Smarter AI serving. Beyond models, queries must be orchestrated in a datacenter to maximize efficiency while providing a great customer experience. Techniques such as disaggregated serving or adapting serving being implemented by Microsoft can reduce energy use substantially. For long queries generating thousands of tokens, these serving optimizations in general are especially impactful, with estimated efficiency gains in the study leading to up to 5x reductions in energy use.
Better hardware. Next-generation chips deliver substantially more computation per watt. Together with datacenter-level energy use improvements, the study estimates that advances in GPU hardware offer over at least 1.5x to 2.5x energy reduction per query. And custom AI chips built for inference, such as Microsoft’s Maia 200, can provide even larger efficiency gains.
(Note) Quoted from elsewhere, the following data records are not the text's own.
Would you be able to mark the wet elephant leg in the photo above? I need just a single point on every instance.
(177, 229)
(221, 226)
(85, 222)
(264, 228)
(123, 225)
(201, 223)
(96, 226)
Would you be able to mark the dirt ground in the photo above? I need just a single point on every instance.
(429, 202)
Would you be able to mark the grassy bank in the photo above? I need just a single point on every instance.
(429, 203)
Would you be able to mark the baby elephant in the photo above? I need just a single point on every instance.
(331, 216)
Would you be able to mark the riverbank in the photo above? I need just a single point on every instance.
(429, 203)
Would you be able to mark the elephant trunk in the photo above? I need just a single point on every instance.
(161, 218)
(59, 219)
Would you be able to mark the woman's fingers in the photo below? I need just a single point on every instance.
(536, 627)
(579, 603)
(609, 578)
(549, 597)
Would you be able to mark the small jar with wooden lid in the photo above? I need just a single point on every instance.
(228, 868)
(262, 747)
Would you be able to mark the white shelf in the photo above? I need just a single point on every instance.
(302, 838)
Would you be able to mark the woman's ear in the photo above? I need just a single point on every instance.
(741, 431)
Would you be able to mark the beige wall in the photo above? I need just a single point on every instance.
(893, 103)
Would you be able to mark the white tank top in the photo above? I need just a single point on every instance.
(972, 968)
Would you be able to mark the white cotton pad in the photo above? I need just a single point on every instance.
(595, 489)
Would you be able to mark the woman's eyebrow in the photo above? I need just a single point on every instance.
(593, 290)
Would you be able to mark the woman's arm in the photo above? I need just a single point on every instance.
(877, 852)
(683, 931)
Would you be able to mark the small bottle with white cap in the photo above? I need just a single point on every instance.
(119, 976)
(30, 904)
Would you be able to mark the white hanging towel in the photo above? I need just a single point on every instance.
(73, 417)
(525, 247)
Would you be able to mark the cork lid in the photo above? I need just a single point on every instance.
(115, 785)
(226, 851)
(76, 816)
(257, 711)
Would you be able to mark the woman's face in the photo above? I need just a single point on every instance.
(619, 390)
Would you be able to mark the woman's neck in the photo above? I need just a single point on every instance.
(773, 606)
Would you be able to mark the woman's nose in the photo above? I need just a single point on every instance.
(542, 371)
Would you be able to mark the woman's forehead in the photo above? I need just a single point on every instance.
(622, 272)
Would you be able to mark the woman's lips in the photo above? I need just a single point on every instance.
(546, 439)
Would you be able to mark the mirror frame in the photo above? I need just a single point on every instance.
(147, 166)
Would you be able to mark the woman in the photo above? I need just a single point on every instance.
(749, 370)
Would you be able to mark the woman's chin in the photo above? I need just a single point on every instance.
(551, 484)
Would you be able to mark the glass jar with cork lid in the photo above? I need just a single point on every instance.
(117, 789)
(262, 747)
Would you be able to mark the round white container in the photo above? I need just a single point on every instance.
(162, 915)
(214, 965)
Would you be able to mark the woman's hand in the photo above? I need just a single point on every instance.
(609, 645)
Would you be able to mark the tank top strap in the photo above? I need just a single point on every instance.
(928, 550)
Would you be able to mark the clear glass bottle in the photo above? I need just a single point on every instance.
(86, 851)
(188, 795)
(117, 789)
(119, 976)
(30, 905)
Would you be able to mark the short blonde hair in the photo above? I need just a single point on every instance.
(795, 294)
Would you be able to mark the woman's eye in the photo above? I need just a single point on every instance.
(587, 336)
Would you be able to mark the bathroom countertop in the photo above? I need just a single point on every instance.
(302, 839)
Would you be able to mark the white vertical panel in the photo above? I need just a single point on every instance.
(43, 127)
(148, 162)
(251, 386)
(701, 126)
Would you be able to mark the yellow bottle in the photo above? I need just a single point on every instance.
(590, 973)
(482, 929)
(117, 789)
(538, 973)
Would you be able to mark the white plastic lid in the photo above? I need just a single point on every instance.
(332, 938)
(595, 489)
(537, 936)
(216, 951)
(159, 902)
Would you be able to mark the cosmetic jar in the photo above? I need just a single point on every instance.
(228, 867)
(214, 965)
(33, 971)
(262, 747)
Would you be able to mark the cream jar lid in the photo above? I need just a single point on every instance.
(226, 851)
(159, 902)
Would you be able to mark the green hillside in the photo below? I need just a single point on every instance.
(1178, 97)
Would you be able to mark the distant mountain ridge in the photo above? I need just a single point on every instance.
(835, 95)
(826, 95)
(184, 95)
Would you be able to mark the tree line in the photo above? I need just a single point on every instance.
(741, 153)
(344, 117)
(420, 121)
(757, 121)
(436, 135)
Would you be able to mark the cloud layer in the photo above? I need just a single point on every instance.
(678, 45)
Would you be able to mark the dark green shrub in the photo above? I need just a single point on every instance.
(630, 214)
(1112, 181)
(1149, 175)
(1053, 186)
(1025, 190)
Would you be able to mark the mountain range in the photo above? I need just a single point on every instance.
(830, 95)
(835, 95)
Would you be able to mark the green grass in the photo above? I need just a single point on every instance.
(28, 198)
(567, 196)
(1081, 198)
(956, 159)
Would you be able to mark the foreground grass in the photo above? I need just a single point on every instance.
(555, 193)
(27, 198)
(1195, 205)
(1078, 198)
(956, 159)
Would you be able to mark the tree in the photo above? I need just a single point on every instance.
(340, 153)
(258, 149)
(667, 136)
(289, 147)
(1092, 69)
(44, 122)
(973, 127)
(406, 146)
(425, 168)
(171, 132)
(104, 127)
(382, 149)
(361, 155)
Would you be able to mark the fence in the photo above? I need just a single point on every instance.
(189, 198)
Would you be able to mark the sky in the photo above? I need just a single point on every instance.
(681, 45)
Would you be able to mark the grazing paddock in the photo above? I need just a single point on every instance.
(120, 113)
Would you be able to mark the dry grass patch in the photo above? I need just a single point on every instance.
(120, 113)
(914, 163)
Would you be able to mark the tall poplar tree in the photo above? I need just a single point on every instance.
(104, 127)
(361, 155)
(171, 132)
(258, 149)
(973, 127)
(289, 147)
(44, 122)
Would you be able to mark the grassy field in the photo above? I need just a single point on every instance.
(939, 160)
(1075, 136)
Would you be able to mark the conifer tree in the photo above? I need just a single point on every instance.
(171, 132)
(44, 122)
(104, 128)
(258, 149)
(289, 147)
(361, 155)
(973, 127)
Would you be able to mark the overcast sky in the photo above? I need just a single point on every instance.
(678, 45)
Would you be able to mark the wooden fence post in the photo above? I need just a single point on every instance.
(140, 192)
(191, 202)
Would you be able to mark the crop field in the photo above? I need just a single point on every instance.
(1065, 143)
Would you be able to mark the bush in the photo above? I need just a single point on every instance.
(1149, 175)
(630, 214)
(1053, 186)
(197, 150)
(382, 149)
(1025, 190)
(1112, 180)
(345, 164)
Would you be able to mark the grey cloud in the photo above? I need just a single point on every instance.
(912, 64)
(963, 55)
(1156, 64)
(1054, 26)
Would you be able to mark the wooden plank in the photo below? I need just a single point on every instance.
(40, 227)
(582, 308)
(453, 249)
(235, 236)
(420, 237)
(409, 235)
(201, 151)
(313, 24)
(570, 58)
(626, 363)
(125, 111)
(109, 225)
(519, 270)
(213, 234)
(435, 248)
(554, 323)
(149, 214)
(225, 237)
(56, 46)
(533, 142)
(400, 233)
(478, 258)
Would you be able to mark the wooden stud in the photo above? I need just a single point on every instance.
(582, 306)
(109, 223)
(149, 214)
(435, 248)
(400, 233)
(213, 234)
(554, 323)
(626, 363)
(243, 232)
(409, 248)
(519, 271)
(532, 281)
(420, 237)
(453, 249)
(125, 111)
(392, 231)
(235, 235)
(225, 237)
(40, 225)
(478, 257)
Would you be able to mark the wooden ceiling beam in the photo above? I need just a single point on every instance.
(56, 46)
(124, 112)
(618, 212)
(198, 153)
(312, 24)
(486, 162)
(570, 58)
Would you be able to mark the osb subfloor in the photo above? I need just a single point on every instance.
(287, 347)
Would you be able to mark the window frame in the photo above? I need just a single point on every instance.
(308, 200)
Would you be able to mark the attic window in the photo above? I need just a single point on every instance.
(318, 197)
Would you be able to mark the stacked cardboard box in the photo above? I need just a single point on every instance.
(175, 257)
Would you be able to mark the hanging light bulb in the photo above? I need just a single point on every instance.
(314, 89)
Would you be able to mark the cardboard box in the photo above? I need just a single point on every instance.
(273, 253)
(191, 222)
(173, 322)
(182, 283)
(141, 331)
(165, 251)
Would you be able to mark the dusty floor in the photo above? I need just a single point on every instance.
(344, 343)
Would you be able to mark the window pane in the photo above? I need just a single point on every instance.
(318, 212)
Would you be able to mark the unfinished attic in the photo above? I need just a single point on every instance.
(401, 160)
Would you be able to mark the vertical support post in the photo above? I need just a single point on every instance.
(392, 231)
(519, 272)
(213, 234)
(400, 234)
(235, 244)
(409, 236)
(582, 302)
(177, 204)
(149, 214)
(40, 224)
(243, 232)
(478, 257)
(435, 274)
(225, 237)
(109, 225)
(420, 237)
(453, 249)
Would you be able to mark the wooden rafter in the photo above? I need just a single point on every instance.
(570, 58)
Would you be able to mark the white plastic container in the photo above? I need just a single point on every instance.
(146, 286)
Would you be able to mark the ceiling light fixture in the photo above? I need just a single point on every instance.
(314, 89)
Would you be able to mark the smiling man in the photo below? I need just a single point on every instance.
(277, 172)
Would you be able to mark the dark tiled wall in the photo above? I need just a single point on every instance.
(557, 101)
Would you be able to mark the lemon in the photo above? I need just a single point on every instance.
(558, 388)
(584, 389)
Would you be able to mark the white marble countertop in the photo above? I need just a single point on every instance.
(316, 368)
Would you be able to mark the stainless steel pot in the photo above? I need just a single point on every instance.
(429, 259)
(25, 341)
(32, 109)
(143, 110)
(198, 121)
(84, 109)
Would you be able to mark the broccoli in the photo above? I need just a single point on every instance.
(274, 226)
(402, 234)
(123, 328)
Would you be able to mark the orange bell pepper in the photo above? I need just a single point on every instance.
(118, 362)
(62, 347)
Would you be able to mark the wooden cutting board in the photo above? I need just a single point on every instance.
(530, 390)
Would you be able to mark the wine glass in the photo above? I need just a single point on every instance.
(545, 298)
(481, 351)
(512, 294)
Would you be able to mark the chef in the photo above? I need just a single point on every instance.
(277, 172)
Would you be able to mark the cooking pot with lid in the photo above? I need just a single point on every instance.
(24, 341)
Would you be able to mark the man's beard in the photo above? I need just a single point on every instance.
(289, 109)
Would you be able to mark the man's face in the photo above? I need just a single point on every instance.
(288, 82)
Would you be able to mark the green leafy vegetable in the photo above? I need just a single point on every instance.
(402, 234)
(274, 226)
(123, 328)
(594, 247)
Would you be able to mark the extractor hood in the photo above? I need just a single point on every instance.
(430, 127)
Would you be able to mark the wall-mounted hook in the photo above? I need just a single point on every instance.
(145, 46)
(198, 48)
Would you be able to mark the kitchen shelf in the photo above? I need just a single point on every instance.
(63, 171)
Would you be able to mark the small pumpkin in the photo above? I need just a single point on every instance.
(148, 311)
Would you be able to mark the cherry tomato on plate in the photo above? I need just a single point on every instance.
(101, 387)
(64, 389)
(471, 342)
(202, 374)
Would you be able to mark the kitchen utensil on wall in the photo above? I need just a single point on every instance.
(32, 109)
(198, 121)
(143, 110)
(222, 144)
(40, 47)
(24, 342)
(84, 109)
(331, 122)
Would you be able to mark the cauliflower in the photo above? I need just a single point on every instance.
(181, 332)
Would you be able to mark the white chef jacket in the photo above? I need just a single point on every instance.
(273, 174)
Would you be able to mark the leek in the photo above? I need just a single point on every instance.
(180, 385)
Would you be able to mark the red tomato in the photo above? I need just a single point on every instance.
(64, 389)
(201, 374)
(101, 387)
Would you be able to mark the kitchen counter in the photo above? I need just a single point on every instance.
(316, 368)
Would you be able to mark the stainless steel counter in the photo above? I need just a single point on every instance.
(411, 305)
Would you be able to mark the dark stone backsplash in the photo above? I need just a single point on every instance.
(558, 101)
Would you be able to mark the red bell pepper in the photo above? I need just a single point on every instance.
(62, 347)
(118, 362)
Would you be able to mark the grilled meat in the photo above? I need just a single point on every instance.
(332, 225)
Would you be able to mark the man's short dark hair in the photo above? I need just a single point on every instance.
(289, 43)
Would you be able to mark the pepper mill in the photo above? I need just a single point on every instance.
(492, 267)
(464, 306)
These improvements build on each other. In the study, we estimate that these efficiency gains, many currently being implemented or scaled up, have a combined near-term reduction of energy per query of 8 to 20x. An efficiency gain made in one area becomes the new starting point for everything that runs on the platform going forward.

Scaling AI responsibly

AI is becoming something that billions of people rely on every day—to learn, to work, and to create. As that happens, it is important that we make sure growing access to AI doesn’t mean growing pressure on local energy grids or on water supplies.

This research shows that scaling AI does not require proportional increases in energy or water use. With the right engineering and investment decisions, organizations can grow AI adoption while improving efficiency. Microsoft remains committed to making that possible—combining advancing capability with infrastructure.